= The Paisley Pirates of Penzance =

Satirical theatre production

The Paisley Pirates of Penzance is a satirical adaptation of Gilbert and Sullivan's comic opera The Pirates of Penzance. The satire was first performed in Australia at Brisbane's La Boite Theatre's late night cabaret La Bamba on 8–10 February 1985. It was directed by David Pyle and Sean Mee. The production coincided with a revival of Gilbert and Sullivan's The Pirates of Penzance that opened the Queensland Performing Arts Centre's Lyric Theatre season on 7 February 1985.

== History ==
The Paisley Pirates of Penzance was the first of six plays produced in Brisbane between 1985 and 1996 by a group of arts workers who formed a company called ToadShow Pty Ltd in 1986. All their productions blended two well-known stories and interspersed the story with popular songs while satirising local politics and providing social comment. In The Paisley Pirates of Penzance, the role of the Major-General was played by comedian Gerry Connolly impersonating Queensland Premier Joh Bjelke-Petersen. Connolly was known for impersonating Bjelke-Petersen and other public figures such as Queen Elizabeth II.

ToadShow produced The Paisley Pirates of Penzance (1985), Conway Christ Redneck Superstar (1985), Hound of Music (1986), SherWoodstock (1990), Phantoad of the Opera (1991) and Glamalot (1996). Theatre critic John Harris said, "The musicals are unique to Brisbane. ... They employ music with a rock beat, satire with a light touch, and casts of dozens, scores, or hundreds, depending upon the venue."

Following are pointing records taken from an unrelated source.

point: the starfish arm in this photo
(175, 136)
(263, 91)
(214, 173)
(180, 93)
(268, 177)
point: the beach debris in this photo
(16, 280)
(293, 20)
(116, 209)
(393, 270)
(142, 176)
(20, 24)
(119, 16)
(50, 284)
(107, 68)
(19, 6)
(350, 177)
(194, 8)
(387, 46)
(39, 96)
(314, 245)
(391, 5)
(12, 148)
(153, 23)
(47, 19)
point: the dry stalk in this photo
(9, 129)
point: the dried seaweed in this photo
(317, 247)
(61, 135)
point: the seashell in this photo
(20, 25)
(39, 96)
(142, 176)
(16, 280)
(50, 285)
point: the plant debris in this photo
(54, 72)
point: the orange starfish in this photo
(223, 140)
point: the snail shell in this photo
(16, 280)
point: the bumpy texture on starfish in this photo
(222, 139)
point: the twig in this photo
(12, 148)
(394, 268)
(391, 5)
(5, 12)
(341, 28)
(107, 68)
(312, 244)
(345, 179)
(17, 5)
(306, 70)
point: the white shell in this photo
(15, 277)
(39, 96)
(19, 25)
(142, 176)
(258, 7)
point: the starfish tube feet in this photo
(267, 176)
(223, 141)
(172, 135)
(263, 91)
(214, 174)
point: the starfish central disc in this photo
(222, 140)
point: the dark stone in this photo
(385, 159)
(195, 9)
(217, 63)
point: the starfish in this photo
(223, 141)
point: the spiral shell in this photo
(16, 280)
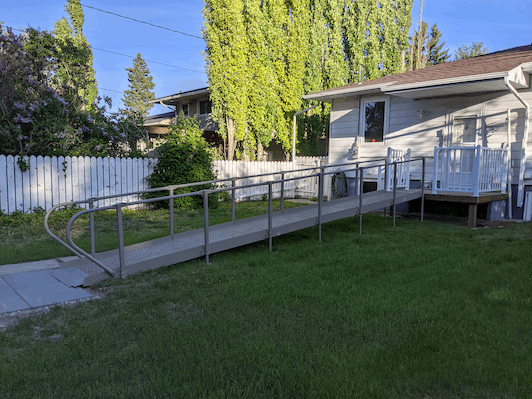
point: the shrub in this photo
(185, 158)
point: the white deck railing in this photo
(471, 170)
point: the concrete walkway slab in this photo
(71, 277)
(10, 301)
(37, 288)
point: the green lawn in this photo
(422, 310)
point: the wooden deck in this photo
(190, 245)
(467, 198)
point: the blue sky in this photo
(499, 24)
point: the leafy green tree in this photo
(263, 55)
(465, 51)
(75, 76)
(140, 89)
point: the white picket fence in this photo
(49, 181)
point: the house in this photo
(439, 112)
(195, 103)
(190, 103)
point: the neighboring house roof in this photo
(485, 73)
(159, 119)
(174, 99)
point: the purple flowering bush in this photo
(40, 116)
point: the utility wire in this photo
(155, 62)
(142, 22)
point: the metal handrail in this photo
(118, 207)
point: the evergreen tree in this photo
(465, 51)
(140, 85)
(75, 76)
(431, 52)
(436, 54)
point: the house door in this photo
(466, 132)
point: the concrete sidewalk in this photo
(35, 284)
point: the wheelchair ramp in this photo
(190, 245)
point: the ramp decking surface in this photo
(189, 245)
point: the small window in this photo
(466, 130)
(205, 107)
(374, 121)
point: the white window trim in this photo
(362, 106)
(479, 135)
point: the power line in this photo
(155, 62)
(114, 91)
(142, 22)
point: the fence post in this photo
(171, 209)
(91, 223)
(423, 189)
(270, 215)
(394, 189)
(320, 201)
(121, 249)
(361, 188)
(282, 192)
(435, 171)
(233, 199)
(206, 223)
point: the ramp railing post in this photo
(270, 216)
(320, 201)
(282, 192)
(91, 222)
(121, 250)
(206, 223)
(394, 189)
(233, 199)
(171, 210)
(361, 191)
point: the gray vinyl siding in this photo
(407, 130)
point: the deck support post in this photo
(320, 201)
(270, 214)
(472, 216)
(121, 250)
(423, 189)
(282, 192)
(171, 212)
(206, 224)
(233, 199)
(91, 222)
(394, 189)
(361, 191)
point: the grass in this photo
(422, 310)
(23, 238)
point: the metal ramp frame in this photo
(181, 247)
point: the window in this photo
(373, 115)
(466, 129)
(205, 107)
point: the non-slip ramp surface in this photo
(189, 245)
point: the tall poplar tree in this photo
(75, 75)
(140, 89)
(264, 55)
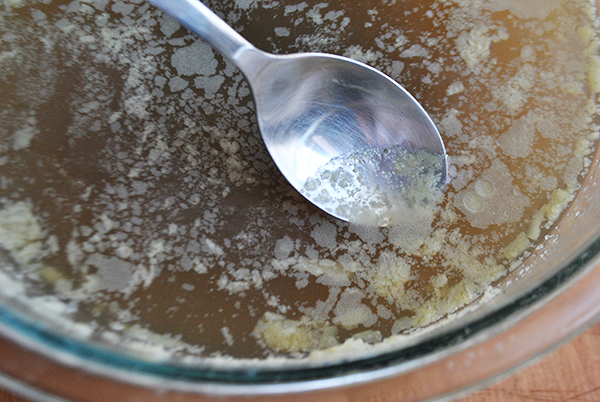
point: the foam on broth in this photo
(136, 195)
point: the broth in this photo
(135, 190)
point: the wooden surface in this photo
(571, 373)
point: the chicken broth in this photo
(138, 202)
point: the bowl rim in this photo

The production of The Paisley Pirates of Penzance was originally intended to last two performances, but ticket buyers queued around the block. A third performance in the early hours of 10 February was staged for patrons who had failed to obtain tickets, and for the cast and crew of The Pirates of Penzance who had heard of the production through word of mouth.

== Synopsis ==

=== Act 1 ===
Apprentice pirate Frederic is about to graduate but his heart is not in the job. His guardian Ruth has romantic designs on Frederic, but he has never seen another woman. He resolves to venture into the world to seek experience. Frederic meets the Major-General's daughters, and he is captivated by the enchanting Mabel. He tells the girls to be wary as there are pirates about. Despite the warning the pirates soon have the girls in their evil clutches and are entertaining matrimonial ambitions. The Major-General arrives to rescue his family.

=== Act 2 ===
Tearing himself away from Mabel, Frederic decides he must stop the pirates with the aid of the police. Just as he is about to set out on the mission, Frederic discovers he is still technically a pirate. Frederic is torn between his love for Mabel and his contractual fealty to the pirates. He rejoins the pirates. The police are still determined to stop the pirates. Mass arrests are avoided when it is revealed that the pirates are actually peers of the realm. Everyone can now live together in peace and harmony.

== Cast ==
- Narrator – Leah Cotterell
- Mabel – Justine Anderson
- Frederic – Pat Leo
- Pirate King - Sean Mee
- Major-General – Gerry Connolly
- Constable – Brian Cavanagh
- Ruth – Karen Anderson

== Music ==
- Leader of the Pack
- Oh, is there not one maiden breast?
- Stay, we must not lose our senses
- Get a Job
- I Just Don't Know What to Do with Myself
- Tarantara
- Mrs. Brown, You've Got a Lovely Daughter
- You Don't Have to Say You Love Me
- Have I the Right?
- Lazy Sunday Afternoon

== Reception ==
Writing in Time Off, Gavin Sawford said, "The Paisley Pirates of Penzance is a satirical reworking and updating of the Gilbert and Sullivan classic which proved a surprise hit of 1985." Sue Gough in The Australian said Paisley Pirates was hilarious.